Calumet Public Officer Charged in Government Fund Theft and Over-billing Scheme
Cook County State’s Attorney Anita Alvarez announced the charges made against a government affairs partner for the Village of Calumet Park, Chicago who is allegedly involved in the theft of government funds, as well as in the fraudulent scheme of over-billing. The investigation is being accomplished in line with the pursuit of Cook County against public corruption.
Mark J. McCombs, 50, was the Special Counsel for Development for the Village of Calumet Park for over nine years and is the shareholder of Greenberg Traurig – an international law firm. The defendant is charged with Theft of Government Funds in Excess of $100,000 (Class X Felony), after defendant engaged in a fraudulent scheme in using the funds of the Calumet Park from the Tax Increment Financing (TIF) District and unnecessary billing on work that was never performed.
As the Special Counsel for Development, he served as the administrative hearing officer, counsel for economic development, and a special village investigations attorney, for over 25 years, for Calumet Park. Furthermore, the defendant is known to represent other municipalities in suburban Chicago, specializing in state and local government issues. In this capacity, he was also responsible for drafting and filing all reports from Calumet Park, as required by state law.
Investigation on the defendant’s scheme began when a superintendent of a school district, Superintendent John Byrne of Community High School District 218, raised inquiries and concerns regarding discrepancies in a submission made by the defendant in relation to a shared TIF money and the fiscal health of the shared fund. The defendant had allegedly been evasive when asked regarding the TIF fund and had scheduled a routine public meeting to talk about the TIF fund on December 31, 2009, which raised serious concerns.
“Most people are thinking about who’s babysitting for New Year’s Eve, not attending a TIF meeting,” Superintendent Byrne commented.
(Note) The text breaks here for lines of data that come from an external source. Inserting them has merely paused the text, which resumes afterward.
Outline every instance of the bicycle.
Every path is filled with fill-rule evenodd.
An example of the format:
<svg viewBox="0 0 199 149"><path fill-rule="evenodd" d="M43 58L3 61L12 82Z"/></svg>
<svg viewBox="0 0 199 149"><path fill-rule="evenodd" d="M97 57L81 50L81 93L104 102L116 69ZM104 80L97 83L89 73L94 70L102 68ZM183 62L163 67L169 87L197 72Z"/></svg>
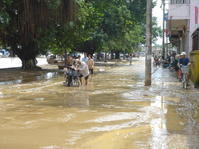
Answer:
<svg viewBox="0 0 199 149"><path fill-rule="evenodd" d="M187 89L188 86L188 73L189 73L189 66L181 65L181 71L182 71L182 86L183 88Z"/></svg>
<svg viewBox="0 0 199 149"><path fill-rule="evenodd" d="M65 73L65 86L80 86L79 81L79 73L77 70L72 68L68 68L67 72Z"/></svg>

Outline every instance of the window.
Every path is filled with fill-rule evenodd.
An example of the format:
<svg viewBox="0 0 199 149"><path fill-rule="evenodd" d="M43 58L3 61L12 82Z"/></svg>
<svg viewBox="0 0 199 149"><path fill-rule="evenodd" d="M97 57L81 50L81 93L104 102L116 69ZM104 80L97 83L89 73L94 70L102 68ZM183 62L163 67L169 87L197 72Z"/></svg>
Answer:
<svg viewBox="0 0 199 149"><path fill-rule="evenodd" d="M171 4L190 4L190 0L171 0Z"/></svg>

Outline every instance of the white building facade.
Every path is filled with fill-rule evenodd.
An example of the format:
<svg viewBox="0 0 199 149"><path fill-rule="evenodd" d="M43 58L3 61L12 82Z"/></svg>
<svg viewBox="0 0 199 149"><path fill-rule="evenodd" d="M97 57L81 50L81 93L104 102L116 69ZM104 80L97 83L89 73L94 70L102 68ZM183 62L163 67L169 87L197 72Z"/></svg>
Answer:
<svg viewBox="0 0 199 149"><path fill-rule="evenodd" d="M192 34L199 28L199 0L170 0L167 34L178 53L192 51Z"/></svg>

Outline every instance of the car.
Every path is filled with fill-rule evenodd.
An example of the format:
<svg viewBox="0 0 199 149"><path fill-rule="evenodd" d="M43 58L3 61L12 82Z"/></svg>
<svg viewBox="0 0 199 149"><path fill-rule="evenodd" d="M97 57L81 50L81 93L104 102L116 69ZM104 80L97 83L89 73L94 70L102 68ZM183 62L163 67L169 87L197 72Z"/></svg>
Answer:
<svg viewBox="0 0 199 149"><path fill-rule="evenodd" d="M8 56L10 56L10 52L8 50L6 50L6 49L1 49L0 50L0 56L8 57Z"/></svg>
<svg viewBox="0 0 199 149"><path fill-rule="evenodd" d="M57 64L56 56L55 55L47 56L47 62L48 64Z"/></svg>

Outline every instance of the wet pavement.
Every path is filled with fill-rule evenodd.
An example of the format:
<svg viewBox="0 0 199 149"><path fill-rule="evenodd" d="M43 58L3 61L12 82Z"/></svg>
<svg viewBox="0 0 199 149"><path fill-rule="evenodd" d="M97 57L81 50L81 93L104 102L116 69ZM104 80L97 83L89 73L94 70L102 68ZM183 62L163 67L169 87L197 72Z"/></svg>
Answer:
<svg viewBox="0 0 199 149"><path fill-rule="evenodd" d="M199 148L198 89L162 68L145 87L143 59L98 70L82 87L53 71L1 77L0 149Z"/></svg>

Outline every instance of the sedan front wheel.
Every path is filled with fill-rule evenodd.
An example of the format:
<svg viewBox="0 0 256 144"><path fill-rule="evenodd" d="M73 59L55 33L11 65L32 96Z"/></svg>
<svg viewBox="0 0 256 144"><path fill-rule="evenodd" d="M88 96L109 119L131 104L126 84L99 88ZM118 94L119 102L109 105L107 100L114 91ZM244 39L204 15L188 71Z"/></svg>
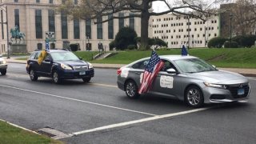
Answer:
<svg viewBox="0 0 256 144"><path fill-rule="evenodd" d="M33 69L31 69L30 71L30 77L31 81L37 81L38 79L38 77L36 75Z"/></svg>
<svg viewBox="0 0 256 144"><path fill-rule="evenodd" d="M202 90L195 86L188 87L185 93L185 101L191 107L201 107L204 101Z"/></svg>
<svg viewBox="0 0 256 144"><path fill-rule="evenodd" d="M59 84L62 82L62 79L59 78L57 71L54 71L54 73L53 73L53 81L56 84Z"/></svg>
<svg viewBox="0 0 256 144"><path fill-rule="evenodd" d="M138 93L138 86L134 81L130 80L125 84L126 94L130 98L138 98L140 95Z"/></svg>

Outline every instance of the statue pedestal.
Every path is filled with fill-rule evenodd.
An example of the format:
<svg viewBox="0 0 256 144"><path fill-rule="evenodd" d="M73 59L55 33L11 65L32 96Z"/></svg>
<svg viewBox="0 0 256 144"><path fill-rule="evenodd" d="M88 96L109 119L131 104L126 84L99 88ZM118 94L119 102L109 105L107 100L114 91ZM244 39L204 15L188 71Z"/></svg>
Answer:
<svg viewBox="0 0 256 144"><path fill-rule="evenodd" d="M13 43L10 45L10 54L14 53L27 53L26 44L25 43Z"/></svg>

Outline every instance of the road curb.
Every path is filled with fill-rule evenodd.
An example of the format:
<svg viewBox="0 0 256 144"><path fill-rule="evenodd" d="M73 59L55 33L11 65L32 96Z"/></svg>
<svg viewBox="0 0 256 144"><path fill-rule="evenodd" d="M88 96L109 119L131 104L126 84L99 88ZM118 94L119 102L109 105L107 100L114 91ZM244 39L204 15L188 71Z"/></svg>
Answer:
<svg viewBox="0 0 256 144"><path fill-rule="evenodd" d="M8 59L6 59L6 62L8 63L21 63L21 64L26 64L26 62L22 62L22 61L8 61ZM94 66L94 68L100 68L100 69L114 69L114 70L117 70L119 69L120 67L125 66L123 64L102 64L102 63L92 63L92 65ZM221 68L220 68L221 69ZM251 73L251 72L243 72L242 69L240 69L238 71L237 70L224 70L226 71L231 71L231 72L235 72L235 73L238 73L242 75L246 76L246 77L256 77L256 73Z"/></svg>

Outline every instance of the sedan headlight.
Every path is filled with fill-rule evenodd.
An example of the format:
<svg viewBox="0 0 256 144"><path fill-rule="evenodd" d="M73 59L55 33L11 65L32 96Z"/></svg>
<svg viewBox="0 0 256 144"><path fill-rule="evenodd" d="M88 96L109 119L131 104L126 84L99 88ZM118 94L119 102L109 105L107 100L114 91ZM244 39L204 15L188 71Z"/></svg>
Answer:
<svg viewBox="0 0 256 144"><path fill-rule="evenodd" d="M73 70L70 66L66 66L66 65L65 65L65 64L63 64L63 63L61 63L61 66L62 66L62 68L64 69L64 70Z"/></svg>
<svg viewBox="0 0 256 144"><path fill-rule="evenodd" d="M94 66L93 66L93 65L91 63L90 63L90 62L87 62L87 63L89 64L89 69L94 68Z"/></svg>
<svg viewBox="0 0 256 144"><path fill-rule="evenodd" d="M209 83L209 82L203 82L203 83L208 87L214 87L214 88L219 88L219 89L227 89L227 86L226 85Z"/></svg>

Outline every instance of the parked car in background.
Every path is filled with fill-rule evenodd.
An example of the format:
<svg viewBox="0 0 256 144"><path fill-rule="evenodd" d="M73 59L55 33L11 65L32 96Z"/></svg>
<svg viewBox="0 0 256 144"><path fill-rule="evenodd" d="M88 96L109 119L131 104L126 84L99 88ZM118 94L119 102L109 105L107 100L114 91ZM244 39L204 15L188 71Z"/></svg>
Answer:
<svg viewBox="0 0 256 144"><path fill-rule="evenodd" d="M227 102L249 98L250 84L244 76L218 70L193 56L160 56L165 62L146 94L177 98L192 107L204 103ZM138 98L144 70L150 58L118 70L118 86L130 98Z"/></svg>
<svg viewBox="0 0 256 144"><path fill-rule="evenodd" d="M0 72L2 75L6 74L7 63L6 61L2 58L2 55L0 54Z"/></svg>
<svg viewBox="0 0 256 144"><path fill-rule="evenodd" d="M33 52L26 62L26 72L32 81L37 81L38 77L48 77L52 78L54 83L61 83L62 79L74 78L90 82L94 76L93 66L69 50L47 50L46 58L39 65L38 59L41 52Z"/></svg>

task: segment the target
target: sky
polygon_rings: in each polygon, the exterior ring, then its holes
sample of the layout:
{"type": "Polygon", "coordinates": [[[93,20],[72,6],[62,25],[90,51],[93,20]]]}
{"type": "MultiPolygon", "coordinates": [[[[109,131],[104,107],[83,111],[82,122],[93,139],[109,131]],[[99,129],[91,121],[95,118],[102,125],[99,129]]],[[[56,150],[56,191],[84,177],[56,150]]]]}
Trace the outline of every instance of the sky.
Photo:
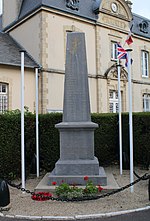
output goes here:
{"type": "MultiPolygon", "coordinates": [[[[0,0],[0,14],[1,2],[2,0],[0,0]]],[[[150,0],[131,0],[131,2],[133,3],[132,12],[150,19],[150,0]]]]}

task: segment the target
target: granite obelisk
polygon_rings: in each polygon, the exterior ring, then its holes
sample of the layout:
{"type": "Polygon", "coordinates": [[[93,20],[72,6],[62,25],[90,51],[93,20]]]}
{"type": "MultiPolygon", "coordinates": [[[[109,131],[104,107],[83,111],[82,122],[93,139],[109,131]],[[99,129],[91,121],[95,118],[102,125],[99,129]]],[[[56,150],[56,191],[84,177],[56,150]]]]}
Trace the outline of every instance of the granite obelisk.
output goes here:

In January of 2010, Superintended Byrne officially requested for five years’ worth of files under state law, with the notion that the defendant had never submitted reports on the TIF activity. This alarmed the defendant who responded by offering money to the involved to, hopefully, bring the inquiries to an end; however, he was faced with larger consequences as the Superintended decided to push through with the investigations, as he should. The defendant was reported to have begged the village officials to drop their request for an inquisition on his work. He claimed that the investigation was a threat to his career and his life and even offered $100,000 in compensation for his request to drop the inspection.
The defendant allegedly engaged in fraudulent overbilling schemes, wherein he would completely avoid the process of requesting for approval and submission of proof of purchases and expense report, which is necessary for accountability and checking when it came to the TIF money. Furthermore, it was alleged that the defendant, without properly submitting mandatory papers required by the state law, increased his fees on the services he offers to approximately $600.
Through this conspiracy, the defendant was alleged to have been able to defraud the community out of nearly 2 million dollars – a figure that represents the amount taken from the village alone and does not include those from which he earned from his previous clients in the law firm. The reported 2 million dollars is the amount taken by the defendant from the beginning of 2007, which involved several economic development projects that did not manifest. The defendant was an established attorney, who represented several clients, including municipalities such as Ciero, Justice, and Posen. Cook County State’s Attorney’s Office, among other officials, will seek records to establish patterns from his previous clients to his work in Calumet Park.
“In this economic climate, it is outrageous to think that someone would steal resources intended to create jobs and put people back to work. This arrest should serve as a warning to those who would engage in this type of conduct,” said Cook County State’s Attorney Anita Alvarez.
The defendant posed a defense statement claiming that the excess fees were, strictly, not pocketed by him, but rather, paper reports would show that the defendant had wired the cash to Greenburg Traurig to increase billables and collections. As a result, the defendant benefited by an enhanced reputation for being an established moneymaker at the firm.
The current mayor under which the defendant practiced in, Mayor Joseph DuPar, issued a statement regarding the defendant and said that McCombs “exploited our trust in him, and we knew we had to take immediate action.”
Jill Perry, the spokeswoman for Greenberg Traurig, noted that the firm had terminated contracts and connections with the defendant on March 5, 2010, in response to the alleged public corruption. Spokeswoman Perry also mentioned that fees which are not properly billed would be reimbursed adequately to the village.
Cook County State’s Attorney’s Office is currently conducting an investigation on the defendant’s case, who was arrested on March 4, 2010. Circuit Court of Cook County Judge Ramon Ocasio III set the bond for Mark J. McCombs on March 5, 2010, at $25,000, and had set to continue the case on March 26, 2010. If proven guilty of charges, the defendant will face six to 30 years in prison.
Cook County State’s Attorney Anita Alvarez commended the Special Prosecutions Bureau for their continuous effort on the case.
With the provided criminal documents containing allegations that are not evidence of guilt, the public is reminded that the defendant shall be presumed innocent and is entitled to a fair trial at which the state has the burden of proving guilt beyond a reasonable doubt.